In development to meet the requirements of the German, Greek, Italian, Norwegian, Spanish and Swedish air forces, the IRIS-T short-range air-to-air missile will deliver an alternative to MBDA's ASRAAM, Raytheon's AIM-9X Sidewinder and the Python family of weapons produced by Israel's Rafael Armament Development Authority.
A development team headed by Germany's BGT completed a series of seven guided firings of the imaging infrared-guided missile last October, scoring seven direct hits against airborne targets. While not equipped with a warhead for the trials, the design succeeded in destroying a number of Meteor Mirach 100/5 target drones.
Already cleared for future integration with Lockheed Martin's F-16, the IRIS-T last month also recorded its first two in a series of seven separation firings from a Eurofighter Typhoon. Conducted from the Salto di Quirra test range in Sardinia, using Alenia's Eurofighter development aircraft DA7, these initial launches will be followed by further firings in the May/June timeframe. The weapon is scheduled to clear digital integration with the Typhoon platform in 2006, says BGT.
A multinational production contract for the manufacture of around 4,000 IRIS-T missiles is on track for award in early 2005, following the signature of a memorandum of understanding late last year between the six partner nations and Germany's BWB procurement agency. The system will arm, Panavia Tornado, Saab/BAE Systems JAS39 Gripen, F-16 and Typhoon fighters.

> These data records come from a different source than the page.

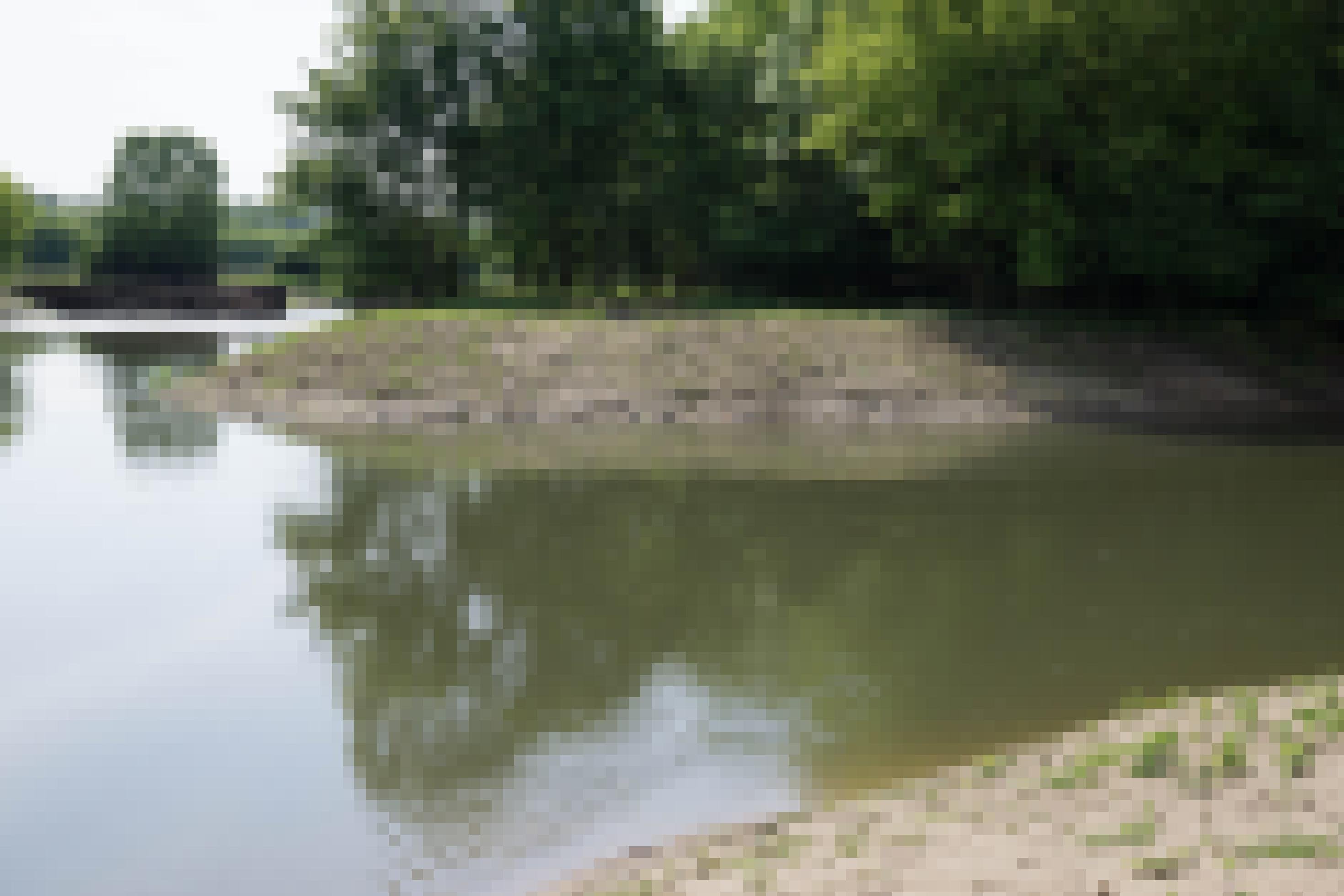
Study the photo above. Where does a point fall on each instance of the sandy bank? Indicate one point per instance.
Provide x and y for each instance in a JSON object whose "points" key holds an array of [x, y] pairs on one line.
{"points": [[771, 374], [1233, 793]]}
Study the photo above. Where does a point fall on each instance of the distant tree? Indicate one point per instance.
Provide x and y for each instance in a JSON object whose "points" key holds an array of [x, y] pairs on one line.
{"points": [[389, 152], [16, 215], [1162, 156], [163, 213]]}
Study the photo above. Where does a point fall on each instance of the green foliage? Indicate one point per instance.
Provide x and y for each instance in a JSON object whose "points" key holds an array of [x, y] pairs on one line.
{"points": [[163, 213], [16, 217], [1171, 148]]}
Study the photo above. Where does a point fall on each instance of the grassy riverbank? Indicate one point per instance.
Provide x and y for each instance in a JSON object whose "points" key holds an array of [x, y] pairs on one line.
{"points": [[1232, 792]]}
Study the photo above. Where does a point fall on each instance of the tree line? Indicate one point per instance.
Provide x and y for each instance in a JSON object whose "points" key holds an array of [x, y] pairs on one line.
{"points": [[1179, 158]]}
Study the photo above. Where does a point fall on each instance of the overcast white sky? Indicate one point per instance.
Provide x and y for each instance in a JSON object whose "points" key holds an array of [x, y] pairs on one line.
{"points": [[77, 73]]}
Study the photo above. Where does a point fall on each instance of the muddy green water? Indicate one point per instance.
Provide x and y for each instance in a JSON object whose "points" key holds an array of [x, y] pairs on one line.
{"points": [[236, 663]]}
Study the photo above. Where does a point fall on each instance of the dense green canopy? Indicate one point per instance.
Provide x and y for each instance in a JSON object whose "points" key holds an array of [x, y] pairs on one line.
{"points": [[1143, 156], [163, 213]]}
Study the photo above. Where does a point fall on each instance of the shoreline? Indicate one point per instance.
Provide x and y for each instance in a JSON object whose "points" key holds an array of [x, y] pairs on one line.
{"points": [[1234, 792], [782, 378]]}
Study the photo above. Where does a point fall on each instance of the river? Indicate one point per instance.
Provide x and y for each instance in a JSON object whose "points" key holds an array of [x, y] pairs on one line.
{"points": [[233, 661]]}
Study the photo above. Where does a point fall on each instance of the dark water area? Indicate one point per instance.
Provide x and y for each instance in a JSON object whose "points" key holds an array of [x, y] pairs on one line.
{"points": [[236, 663]]}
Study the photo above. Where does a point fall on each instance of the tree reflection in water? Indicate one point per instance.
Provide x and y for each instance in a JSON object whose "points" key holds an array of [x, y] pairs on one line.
{"points": [[150, 429], [487, 634]]}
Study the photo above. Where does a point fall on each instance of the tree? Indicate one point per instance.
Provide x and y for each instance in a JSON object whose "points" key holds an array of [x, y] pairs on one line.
{"points": [[16, 215], [163, 213], [390, 150], [1163, 155]]}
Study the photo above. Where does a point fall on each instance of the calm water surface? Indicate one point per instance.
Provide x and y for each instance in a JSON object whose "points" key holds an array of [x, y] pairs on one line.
{"points": [[231, 663]]}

Germany has so far committed to buying 1,250 missiles from its planned total requirement for 1,800 rounds, with Spain holding the next largest need, at around 700. First weapon deliveries are expected in 2006.
Mirroring a growing trend among air-to-air missile manufacturers, BGT is also offering the IRIS-T for use as a ground-launched point defence weapon. Initial demonstrations succeeded in attracting German government backing, and development work will start next year on an enhanced surface-launched version of the missile. This will have three times the range of the current missile, an enlarged 152mm (6in)-diameter rocket motor and a datalink capability to enable beyond line-of-sight engagements.
The planned vertical-launched weapon will augment Germany's Lockheed Martin Patriot PAC-3-based Medium Extended Air Defence System from around 2010, with eight missiles to be carried on a launcher-equipped Unimog 5000 truck. Two trucks will be carried inside an Airbus Military A400M transport.
A more limited air defence system using unmodified IRIS-T missiles could be fielded sooner, if customers emerge for such a concept, says BGT.